The shock story as we kick of 2016 has of course been the further steady deterioration in commodity prices, and the shattering effect this weakness has had on global stock bourses.
Against this backcloth I believe now is a great time to consider whether fossil fuel giant Tullow Oil (LSE: TLW), dedicated copper play Antofagasta (LSE: ANTO) or gold producer Centamin (LSE: CEY) is the best destination for resources-hungry investors.
Oil still sinking
Although severe price weakness has been witnessed across most major commodities, it is the further decline in oil values that has grabbed the headlines. Brent values have lost a shocking fifth of their value since the bongs greeted the arrival of New Year’s Day, and prices edged to fresh 12-year lows around $29.46 per barrel just this morning.
But brokers are becoming increasingly convinced that oil prices are set to fall even further — indeed, Royal Bank of Scotland has even suggested that values could even collapse as low as $16 per barrel!

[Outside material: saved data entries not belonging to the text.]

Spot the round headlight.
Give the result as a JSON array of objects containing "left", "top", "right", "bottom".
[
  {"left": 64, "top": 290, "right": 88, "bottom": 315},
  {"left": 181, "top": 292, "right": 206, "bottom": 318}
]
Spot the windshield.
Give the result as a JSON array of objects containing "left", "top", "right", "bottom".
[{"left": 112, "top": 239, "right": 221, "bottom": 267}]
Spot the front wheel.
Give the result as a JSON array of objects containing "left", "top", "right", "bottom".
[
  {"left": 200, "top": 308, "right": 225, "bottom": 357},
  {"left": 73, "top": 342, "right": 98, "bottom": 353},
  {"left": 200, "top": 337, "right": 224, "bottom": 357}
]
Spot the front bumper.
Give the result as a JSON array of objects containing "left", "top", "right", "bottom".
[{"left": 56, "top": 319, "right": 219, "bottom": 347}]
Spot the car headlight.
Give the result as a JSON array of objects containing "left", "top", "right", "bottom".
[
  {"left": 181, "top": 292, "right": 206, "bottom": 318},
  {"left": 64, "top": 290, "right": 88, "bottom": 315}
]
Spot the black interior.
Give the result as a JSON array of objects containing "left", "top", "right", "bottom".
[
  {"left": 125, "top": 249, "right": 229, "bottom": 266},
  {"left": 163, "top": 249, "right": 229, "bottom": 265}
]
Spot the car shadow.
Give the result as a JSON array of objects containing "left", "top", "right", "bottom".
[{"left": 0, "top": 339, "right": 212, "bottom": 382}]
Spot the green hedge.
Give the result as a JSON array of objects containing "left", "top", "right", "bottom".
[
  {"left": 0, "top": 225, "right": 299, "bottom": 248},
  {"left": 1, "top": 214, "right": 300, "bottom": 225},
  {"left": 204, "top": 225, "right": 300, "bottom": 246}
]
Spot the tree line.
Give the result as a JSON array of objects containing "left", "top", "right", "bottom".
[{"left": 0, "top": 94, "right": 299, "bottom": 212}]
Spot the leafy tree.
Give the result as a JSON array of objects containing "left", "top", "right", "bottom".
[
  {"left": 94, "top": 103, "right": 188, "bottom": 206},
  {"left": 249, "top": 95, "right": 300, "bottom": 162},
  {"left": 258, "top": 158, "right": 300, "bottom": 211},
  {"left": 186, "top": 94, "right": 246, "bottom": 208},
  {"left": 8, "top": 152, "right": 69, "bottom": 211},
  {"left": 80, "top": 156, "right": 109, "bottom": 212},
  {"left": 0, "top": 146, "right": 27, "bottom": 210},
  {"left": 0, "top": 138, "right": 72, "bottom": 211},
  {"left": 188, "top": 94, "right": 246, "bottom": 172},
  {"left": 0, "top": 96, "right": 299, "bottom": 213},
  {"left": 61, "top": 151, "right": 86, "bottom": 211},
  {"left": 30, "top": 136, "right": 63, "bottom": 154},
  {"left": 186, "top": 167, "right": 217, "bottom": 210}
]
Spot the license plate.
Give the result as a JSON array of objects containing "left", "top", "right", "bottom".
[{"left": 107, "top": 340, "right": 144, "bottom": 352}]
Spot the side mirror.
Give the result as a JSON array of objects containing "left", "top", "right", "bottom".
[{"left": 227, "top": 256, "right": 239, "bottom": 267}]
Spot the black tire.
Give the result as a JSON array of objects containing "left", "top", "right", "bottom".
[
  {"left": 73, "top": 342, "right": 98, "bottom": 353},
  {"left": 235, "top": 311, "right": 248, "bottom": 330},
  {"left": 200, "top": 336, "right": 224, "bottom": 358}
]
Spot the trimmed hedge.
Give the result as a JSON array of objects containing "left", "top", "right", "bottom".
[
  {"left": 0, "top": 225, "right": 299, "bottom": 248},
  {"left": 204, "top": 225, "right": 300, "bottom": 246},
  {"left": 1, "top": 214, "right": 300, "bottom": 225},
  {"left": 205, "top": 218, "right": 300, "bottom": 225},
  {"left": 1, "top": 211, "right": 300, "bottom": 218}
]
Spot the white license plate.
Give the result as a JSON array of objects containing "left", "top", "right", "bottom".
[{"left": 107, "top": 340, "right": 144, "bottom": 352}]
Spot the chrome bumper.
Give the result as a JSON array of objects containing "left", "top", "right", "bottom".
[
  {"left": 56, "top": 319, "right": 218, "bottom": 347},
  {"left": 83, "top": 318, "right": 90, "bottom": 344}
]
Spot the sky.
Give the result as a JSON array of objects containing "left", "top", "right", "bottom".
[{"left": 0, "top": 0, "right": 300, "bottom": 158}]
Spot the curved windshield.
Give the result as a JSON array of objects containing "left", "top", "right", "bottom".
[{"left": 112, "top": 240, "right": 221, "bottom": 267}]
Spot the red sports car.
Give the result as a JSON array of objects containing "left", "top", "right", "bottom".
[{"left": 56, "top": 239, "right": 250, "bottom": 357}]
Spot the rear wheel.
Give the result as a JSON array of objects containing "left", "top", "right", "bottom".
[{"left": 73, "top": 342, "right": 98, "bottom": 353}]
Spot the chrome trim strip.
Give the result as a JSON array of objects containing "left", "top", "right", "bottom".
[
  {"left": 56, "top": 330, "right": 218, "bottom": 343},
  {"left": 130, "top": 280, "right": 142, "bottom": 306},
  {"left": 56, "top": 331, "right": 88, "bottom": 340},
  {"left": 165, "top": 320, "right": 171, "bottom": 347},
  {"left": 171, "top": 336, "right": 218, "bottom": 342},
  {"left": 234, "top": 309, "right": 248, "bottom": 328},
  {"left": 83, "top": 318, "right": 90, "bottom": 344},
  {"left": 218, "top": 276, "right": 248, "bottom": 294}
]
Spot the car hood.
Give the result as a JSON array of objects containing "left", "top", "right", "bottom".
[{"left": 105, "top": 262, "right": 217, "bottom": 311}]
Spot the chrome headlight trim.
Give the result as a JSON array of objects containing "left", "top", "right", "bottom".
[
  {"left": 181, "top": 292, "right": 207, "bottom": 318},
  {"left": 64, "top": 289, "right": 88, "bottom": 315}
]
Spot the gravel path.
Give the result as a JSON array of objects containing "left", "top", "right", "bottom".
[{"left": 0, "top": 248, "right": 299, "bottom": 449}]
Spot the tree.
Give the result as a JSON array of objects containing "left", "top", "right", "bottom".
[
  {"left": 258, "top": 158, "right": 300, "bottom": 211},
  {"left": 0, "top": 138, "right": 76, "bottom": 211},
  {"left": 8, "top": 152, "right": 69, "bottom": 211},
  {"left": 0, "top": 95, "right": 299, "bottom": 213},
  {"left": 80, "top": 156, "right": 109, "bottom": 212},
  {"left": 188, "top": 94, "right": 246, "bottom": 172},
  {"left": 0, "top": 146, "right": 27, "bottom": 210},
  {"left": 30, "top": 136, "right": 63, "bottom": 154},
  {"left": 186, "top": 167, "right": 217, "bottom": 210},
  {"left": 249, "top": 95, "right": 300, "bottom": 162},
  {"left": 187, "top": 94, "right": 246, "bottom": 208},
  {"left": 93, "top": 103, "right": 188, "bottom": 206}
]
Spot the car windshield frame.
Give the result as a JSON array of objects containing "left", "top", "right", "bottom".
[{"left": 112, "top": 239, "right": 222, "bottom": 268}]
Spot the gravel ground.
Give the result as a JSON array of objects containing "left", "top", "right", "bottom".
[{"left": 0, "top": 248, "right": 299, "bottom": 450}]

Despite these worsening prices, however, oil producers are still illustrating little appetite to rectify the chronic oversupply washing over the market. Perhaps most worryingly, the growing political discord between Saudi Arabia and Iran means that an agreement from OPEC to cut output is becoming ever-more unlikely.
Instead, output from Iran and Iraq, and possibly from Libya, too, looks likely to stomp higher from this year.
Copper keeps collapsing
Prices of copper have also suffered the humiliation of striking fresh multi-year nadirs in recent days. Three-month futures at the London Metal Exchange slumped to their cheapest since mid-2009 below $4,350 per tonne, and many are tipping the bellwether material to slump below the critical $4,000 marker in the coming months.
Trade data from China provided a rare moment of cheer for the copper market this week — numbers showed red metal imports hit 530,000 tonnes in December, the second-highest amount in history. And oil imports of 33.19 million tonnes last month represented the highest amount on record.
Still, these rampant numbers are indicative of rampant bargain-hunting by Beijing rather than a signal of robust underlying demand.
All that glistens is not gold
In stark comparison to crude and copper, the current macroeconomic turmoil affecting global markets has sent investors piling back into ‘safe-haven’ investment gold. The precious metal struck two-month peaks above $1,110 per ounce earlier this week.
It could certainly be argued that gold is a better destination than ‘industrial’ commodities like oil and copper, its ‘store of value’ qualities helping to keep values afloat in the current environment. Consequently I believe Centamin is likely to prove a less volatile stock selection than the likes of Tullow Oil and Antofagasta.
However, I for one would am not tempted to plough into any of the three firms mentioned. For Centamin, a steady appreciation in US dollar values crushed prices during 2015, while a backcloth of insipid inflation and weaker physical purchases from Asia has also hampered precious metal prices in recent times.
And with these factors set to persist in 2016 and probably beyond, I see little reason for gold to extend its steady move higher.
With worsening supply dynamics affecting most other dollar-denominated commodity classes like oil and copper, too, I reckon all three stocks I have mentioned are likely to remain too risky for prudent investors for some time to come.